There are moments, though, which indicate that with Stone the magic is in the madness. As the curtain comes up on the first scene, we see Mouzakis, stripped to the waist, shooting hoops while waiting for the landowner and her family to arrive. The basketball ring is a mystery. Who would put a full-size basketball ring in a nursery, in a playroom? It’s mysterious, it makes absolutely no sense, but it’s irresistible. It has an evanescent suggestion of absurdism, evasive but unmistakable. And we could do with more of that sort of weirdness in this production. There aren’t enough gestures toward what is eternally fascinating in the master dramatist. Chekhov’s ‘breaking string’ at the end of Act Two, the strange sound the group hears while picnicking, has always been an opportunity for directors to show their stuff.
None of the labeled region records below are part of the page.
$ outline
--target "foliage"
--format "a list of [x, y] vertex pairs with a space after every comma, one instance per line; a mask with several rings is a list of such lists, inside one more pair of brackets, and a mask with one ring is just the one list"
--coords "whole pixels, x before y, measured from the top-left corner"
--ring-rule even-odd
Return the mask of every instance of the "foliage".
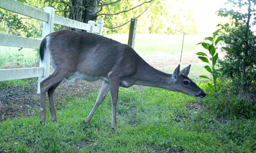
[[[204, 67], [204, 68], [208, 72], [211, 73], [213, 78], [213, 86], [214, 87], [214, 91], [216, 91], [216, 80], [218, 74], [216, 69], [215, 65], [216, 64], [217, 60], [218, 59], [218, 53], [216, 52], [217, 49], [217, 45], [219, 42], [223, 40], [223, 38], [221, 36], [218, 36], [218, 33], [219, 31], [217, 31], [213, 33], [213, 37], [207, 37], [204, 38], [204, 42], [200, 42], [197, 44], [201, 44], [202, 46], [205, 49], [208, 50], [209, 53], [211, 55], [210, 58], [209, 59], [212, 61], [210, 63], [208, 60], [208, 56], [206, 54], [203, 52], [199, 52], [197, 53], [197, 55], [199, 55], [198, 58], [201, 59], [204, 62], [207, 63], [210, 65], [210, 66], [206, 65]], [[207, 42], [210, 42], [210, 43], [208, 43]], [[210, 79], [207, 76], [205, 75], [201, 75], [199, 76], [200, 77], [203, 78], [205, 78]], [[208, 84], [209, 86], [212, 86], [210, 84]]]
[[[36, 20], [28, 21], [27, 18], [5, 10], [0, 9], [0, 31], [18, 36], [38, 38], [42, 35], [40, 26]], [[38, 29], [38, 26], [39, 28]]]
[[[227, 54], [220, 61], [219, 70], [222, 76], [232, 80], [237, 91], [242, 88], [254, 94], [256, 91], [256, 36], [250, 28], [255, 23], [255, 17], [253, 15], [256, 13], [254, 7], [256, 2], [229, 0], [228, 3], [240, 10], [223, 8], [218, 11], [218, 15], [229, 16], [230, 19], [230, 22], [218, 25], [226, 38], [226, 46], [223, 48]], [[243, 10], [245, 11], [241, 11]]]

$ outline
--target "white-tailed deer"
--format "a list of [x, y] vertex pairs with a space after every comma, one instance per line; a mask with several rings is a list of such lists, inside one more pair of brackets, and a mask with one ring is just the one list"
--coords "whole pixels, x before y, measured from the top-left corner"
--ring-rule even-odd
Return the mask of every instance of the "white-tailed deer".
[[206, 94], [187, 76], [190, 66], [173, 74], [154, 68], [130, 46], [104, 37], [85, 32], [61, 30], [44, 38], [40, 46], [41, 60], [47, 52], [55, 69], [40, 83], [40, 122], [45, 122], [45, 98], [48, 92], [53, 121], [57, 121], [53, 94], [61, 81], [81, 79], [101, 79], [102, 85], [96, 103], [85, 120], [88, 123], [97, 108], [110, 91], [112, 103], [112, 128], [117, 128], [116, 109], [119, 86], [139, 85], [161, 88], [202, 98]]

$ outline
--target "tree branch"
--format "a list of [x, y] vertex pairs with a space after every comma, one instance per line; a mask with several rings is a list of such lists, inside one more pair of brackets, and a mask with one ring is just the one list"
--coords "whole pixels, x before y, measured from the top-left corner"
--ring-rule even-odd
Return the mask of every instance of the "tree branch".
[[[108, 14], [108, 13], [99, 14], [97, 14], [97, 17], [98, 17], [98, 16], [100, 16], [101, 15], [117, 15], [117, 14], [119, 14], [120, 13], [125, 13], [125, 12], [127, 12], [130, 11], [131, 10], [133, 10], [133, 9], [135, 8], [136, 8], [137, 7], [139, 7], [142, 5], [144, 4], [145, 4], [145, 3], [147, 3], [150, 2], [152, 2], [152, 1], [153, 2], [154, 0], [150, 0], [150, 1], [147, 1], [147, 2], [143, 2], [143, 3], [142, 3], [141, 4], [140, 4], [139, 5], [137, 5], [137, 6], [136, 6], [135, 7], [132, 7], [131, 8], [129, 9], [129, 10], [125, 10], [123, 11], [121, 11], [121, 12], [117, 12], [117, 13], [114, 13], [114, 14]], [[150, 5], [151, 5], [151, 4], [150, 4]]]
[[[111, 5], [111, 4], [115, 4], [115, 3], [117, 2], [120, 2], [121, 0], [117, 0], [116, 1], [115, 1], [115, 2], [110, 2], [110, 3], [105, 3], [102, 4], [102, 5], [103, 6], [105, 6], [105, 5]], [[103, 2], [102, 3], [104, 3], [104, 2]]]
[[147, 8], [146, 8], [146, 9], [145, 9], [145, 10], [143, 12], [141, 13], [141, 14], [140, 14], [138, 16], [136, 17], [135, 17], [133, 19], [132, 19], [132, 20], [130, 20], [128, 21], [127, 21], [127, 22], [125, 22], [124, 23], [123, 23], [123, 24], [121, 24], [121, 25], [119, 25], [118, 26], [117, 26], [115, 27], [108, 27], [107, 26], [103, 26], [103, 27], [106, 27], [107, 28], [109, 28], [110, 29], [115, 29], [115, 28], [117, 28], [118, 27], [122, 27], [122, 26], [124, 26], [125, 25], [127, 24], [128, 23], [129, 23], [129, 22], [130, 22], [131, 21], [132, 21], [133, 20], [134, 20], [134, 19], [136, 19], [136, 18], [138, 18], [138, 17], [140, 17], [142, 15], [142, 14], [143, 13], [144, 13], [145, 12], [146, 12], [146, 10], [147, 10], [148, 9], [148, 8], [149, 8], [149, 7], [150, 7], [150, 6], [151, 6], [151, 5], [153, 3], [153, 2], [154, 2], [154, 1], [155, 1], [155, 0], [152, 0], [151, 1], [152, 1], [152, 2], [151, 3], [151, 4], [150, 4], [148, 6], [148, 7], [147, 7]]

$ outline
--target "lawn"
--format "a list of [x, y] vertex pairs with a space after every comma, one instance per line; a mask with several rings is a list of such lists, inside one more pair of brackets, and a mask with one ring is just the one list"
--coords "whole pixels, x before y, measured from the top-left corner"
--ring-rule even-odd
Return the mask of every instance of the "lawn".
[[[123, 43], [127, 44], [127, 34], [109, 35], [105, 36]], [[197, 45], [204, 37], [200, 35], [185, 35], [182, 52], [195, 54], [201, 50], [202, 46]], [[155, 54], [180, 55], [183, 35], [167, 35], [157, 34], [136, 34], [134, 49], [144, 57]]]
[[[189, 76], [200, 67], [192, 67]], [[116, 131], [111, 128], [109, 94], [88, 125], [84, 120], [98, 91], [67, 95], [55, 101], [57, 123], [50, 121], [48, 109], [45, 125], [39, 110], [2, 122], [0, 152], [255, 152], [256, 107], [243, 102], [248, 107], [239, 107], [234, 97], [234, 106], [228, 106], [224, 94], [199, 85], [207, 94], [202, 100], [159, 88], [121, 87]]]
[[[127, 44], [128, 34], [104, 36], [120, 42]], [[135, 50], [144, 57], [156, 54], [166, 55], [180, 55], [183, 35], [136, 34]], [[185, 35], [183, 54], [195, 54], [202, 48], [196, 45], [204, 38], [197, 35]], [[38, 50], [0, 46], [0, 68], [29, 67], [38, 66]]]

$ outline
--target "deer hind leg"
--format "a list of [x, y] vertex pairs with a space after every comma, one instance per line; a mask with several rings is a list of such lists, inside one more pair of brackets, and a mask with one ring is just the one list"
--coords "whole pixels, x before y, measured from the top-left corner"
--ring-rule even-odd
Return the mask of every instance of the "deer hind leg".
[[52, 115], [52, 121], [57, 121], [57, 117], [56, 116], [56, 112], [54, 108], [54, 103], [53, 100], [53, 95], [56, 88], [59, 85], [61, 82], [57, 83], [54, 85], [48, 90], [48, 96], [49, 98], [49, 102], [50, 103], [50, 111]]
[[115, 130], [117, 129], [116, 126], [116, 103], [118, 98], [118, 89], [120, 83], [120, 80], [117, 78], [110, 79], [110, 93], [112, 103], [111, 126], [112, 128]]
[[[40, 123], [41, 124], [45, 123], [45, 99], [46, 92], [48, 92], [51, 88], [54, 85], [56, 86], [58, 83], [61, 82], [62, 80], [68, 74], [67, 73], [64, 73], [63, 71], [62, 72], [60, 71], [58, 71], [56, 69], [52, 74], [40, 83], [41, 88]], [[52, 89], [51, 90], [52, 90]], [[52, 94], [53, 95], [54, 92], [53, 92], [53, 91], [52, 91], [51, 92], [53, 92]], [[52, 104], [51, 104], [52, 103], [51, 101], [53, 103]], [[53, 100], [52, 101], [51, 101], [50, 102], [50, 106], [52, 105], [54, 108], [54, 106], [53, 104]], [[55, 110], [54, 111], [55, 111]], [[51, 111], [52, 111], [51, 110]], [[56, 116], [56, 114], [55, 115]]]
[[94, 105], [94, 106], [93, 106], [93, 108], [92, 110], [89, 115], [88, 116], [85, 120], [85, 123], [86, 124], [88, 124], [90, 122], [90, 121], [95, 111], [104, 100], [104, 99], [105, 99], [106, 96], [108, 93], [109, 90], [109, 83], [104, 81], [98, 96], [95, 104]]

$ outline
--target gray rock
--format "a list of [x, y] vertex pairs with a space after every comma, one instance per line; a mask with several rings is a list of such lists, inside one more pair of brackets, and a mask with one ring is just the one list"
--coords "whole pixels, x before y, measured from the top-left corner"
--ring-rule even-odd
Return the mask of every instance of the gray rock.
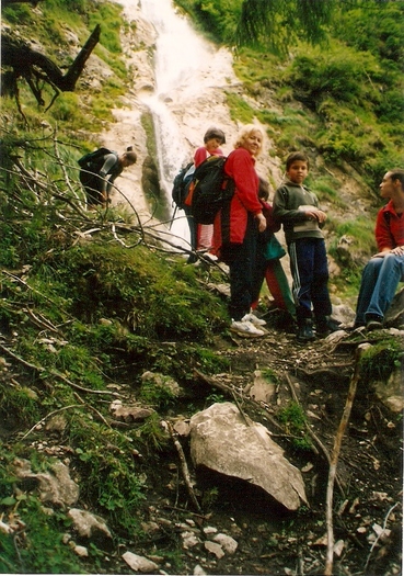
[[112, 534], [100, 516], [95, 516], [86, 510], [79, 510], [79, 508], [71, 508], [68, 511], [68, 517], [73, 521], [73, 528], [82, 538], [112, 538]]
[[14, 461], [14, 472], [21, 482], [34, 481], [38, 484], [39, 498], [43, 502], [57, 506], [72, 506], [79, 499], [79, 486], [69, 474], [69, 468], [60, 461], [56, 461], [49, 472], [35, 474], [27, 460]]
[[159, 566], [151, 560], [148, 560], [145, 556], [139, 556], [138, 554], [134, 554], [132, 552], [125, 552], [122, 557], [135, 572], [148, 574], [149, 572], [154, 572], [159, 568]]
[[213, 404], [192, 417], [191, 454], [196, 466], [259, 486], [289, 510], [307, 502], [300, 471], [264, 426], [247, 426], [231, 403]]

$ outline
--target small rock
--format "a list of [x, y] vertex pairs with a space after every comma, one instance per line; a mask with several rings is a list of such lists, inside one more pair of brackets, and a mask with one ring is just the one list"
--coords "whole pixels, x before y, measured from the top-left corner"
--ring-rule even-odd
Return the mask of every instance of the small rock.
[[194, 547], [197, 544], [199, 544], [199, 539], [194, 534], [194, 532], [183, 532], [181, 534], [181, 538], [183, 539], [183, 547], [185, 550], [188, 550], [189, 547]]
[[215, 554], [215, 556], [220, 560], [224, 556], [224, 551], [221, 547], [220, 544], [217, 544], [216, 542], [210, 542], [209, 540], [205, 542], [205, 549], [210, 552], [211, 554]]
[[197, 564], [194, 568], [194, 576], [205, 576], [207, 573], [204, 571], [199, 564]]
[[82, 558], [89, 555], [89, 551], [86, 550], [85, 546], [74, 546], [73, 552], [74, 554], [77, 554], [78, 556], [81, 556]]
[[151, 560], [148, 560], [145, 556], [139, 556], [138, 554], [134, 554], [132, 552], [125, 552], [122, 557], [132, 571], [141, 572], [142, 574], [147, 574], [148, 572], [153, 572], [159, 568], [159, 566]]
[[217, 534], [213, 541], [220, 544], [228, 554], [234, 554], [239, 546], [239, 543], [227, 534]]

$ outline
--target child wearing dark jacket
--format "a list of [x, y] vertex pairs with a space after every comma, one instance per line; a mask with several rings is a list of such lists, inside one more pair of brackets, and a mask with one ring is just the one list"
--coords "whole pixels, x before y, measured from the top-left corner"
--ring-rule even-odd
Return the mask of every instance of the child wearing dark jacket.
[[286, 161], [286, 180], [274, 197], [274, 217], [284, 226], [290, 257], [292, 293], [296, 302], [298, 339], [309, 341], [315, 335], [327, 336], [338, 329], [331, 318], [328, 264], [321, 228], [326, 214], [320, 210], [315, 194], [303, 185], [309, 173], [309, 158], [292, 153]]
[[288, 279], [280, 262], [280, 258], [286, 255], [286, 251], [274, 234], [280, 229], [280, 224], [274, 219], [273, 206], [268, 202], [268, 182], [261, 177], [258, 197], [263, 206], [263, 214], [266, 218], [266, 229], [258, 234], [252, 292], [253, 303], [251, 307], [253, 310], [257, 307], [261, 289], [265, 279], [270, 295], [274, 298], [275, 306], [286, 313], [285, 319], [288, 324], [293, 324], [296, 318], [295, 302]]

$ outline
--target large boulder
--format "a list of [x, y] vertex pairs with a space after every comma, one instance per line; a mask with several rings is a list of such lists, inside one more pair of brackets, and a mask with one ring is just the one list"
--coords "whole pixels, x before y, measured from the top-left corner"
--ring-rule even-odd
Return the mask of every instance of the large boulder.
[[71, 479], [69, 468], [59, 460], [49, 465], [48, 472], [34, 473], [30, 461], [15, 459], [13, 470], [19, 482], [37, 485], [43, 502], [66, 507], [79, 499], [79, 486]]
[[213, 404], [192, 417], [191, 454], [195, 466], [259, 486], [289, 510], [307, 502], [300, 471], [264, 426], [247, 425], [231, 403]]

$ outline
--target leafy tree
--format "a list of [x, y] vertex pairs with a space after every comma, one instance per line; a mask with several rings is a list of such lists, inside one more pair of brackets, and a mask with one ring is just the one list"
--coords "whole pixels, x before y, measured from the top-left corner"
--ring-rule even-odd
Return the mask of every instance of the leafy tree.
[[326, 38], [335, 0], [244, 0], [238, 24], [238, 44], [269, 45], [286, 52], [296, 39], [319, 43]]

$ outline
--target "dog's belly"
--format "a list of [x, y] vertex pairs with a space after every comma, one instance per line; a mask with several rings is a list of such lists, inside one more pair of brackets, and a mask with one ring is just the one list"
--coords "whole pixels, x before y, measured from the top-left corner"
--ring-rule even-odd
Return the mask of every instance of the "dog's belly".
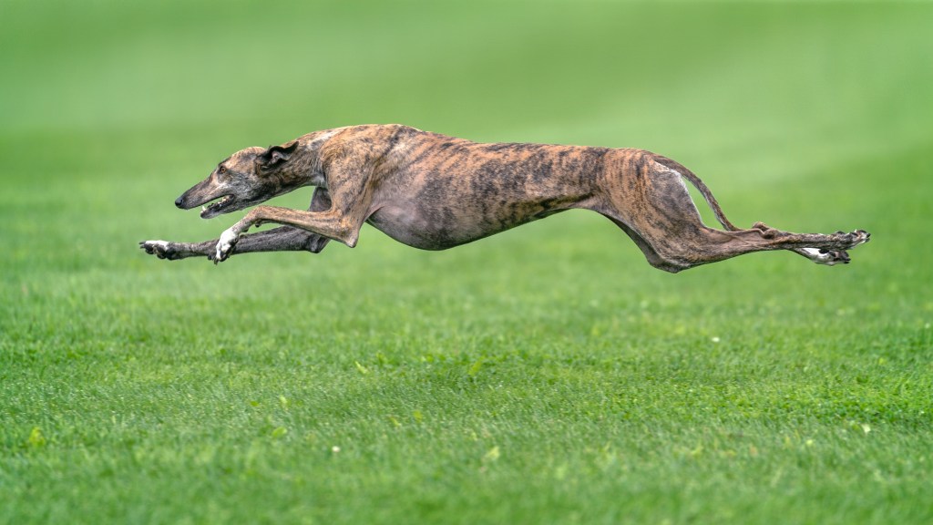
[[[539, 208], [538, 208], [539, 209]], [[505, 218], [490, 218], [464, 213], [464, 209], [410, 206], [383, 206], [367, 220], [370, 225], [393, 239], [421, 249], [447, 249], [498, 234], [563, 211], [517, 213]]]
What we get with Stone, however, is nothing that might signify the mystery of the world, just a not-so-mysterious thundersheet rumble, and the moment is passed over with only a garbled pointless reference to World War II.
‘...we should be troubled that this is the kind of middling mediocrity passes for success when our major theatre companies do the classics, as though not ruining the play completely were some kind of achievement in itself.’
For all that, something of Chekhov stays and glows. You can’t go completely wrong with The Cherry Orchard. Stone’s production is indeed tolerable. But there’s not much soul in it, no real agony underneath the farce. It’s all as plain as the ugly white walls behind it. And we should be troubled that this is the kind of middling mediocrity passes for success when our major theatre companies do the classics, as though not ruining the play completely were some kind of achievement in itself. It would have been better if Stone or someone had rewritten Chekhov, torn it to shreds, and made a complete mess. The couple sitting next to me, visibly squirming through the first two acts, didn’t return after interval. At the time it seemed an overreaction. Surely it wasn’t that bad. And yet, to use an old Russian cry to arms, ‘Something should be done.’ Ranevskaya, in a mood of despondency that mirrors my own, says, at one point, ‘People shouldn’t go to the theatre. The theatre should be banned. They should spend more time taking a good hard look at themselves.’ If we can’t ban banality as blatant as this, we should at least be able to turn our backs on it, refusing to tolerate the merely tolerable and not simply applaud it for trying.
The Melbourne Theatre Company’s Production of The Cherry Orchard runs until 25 September at the Southbank Theatre, the Sumner. Performance attended, 15 August.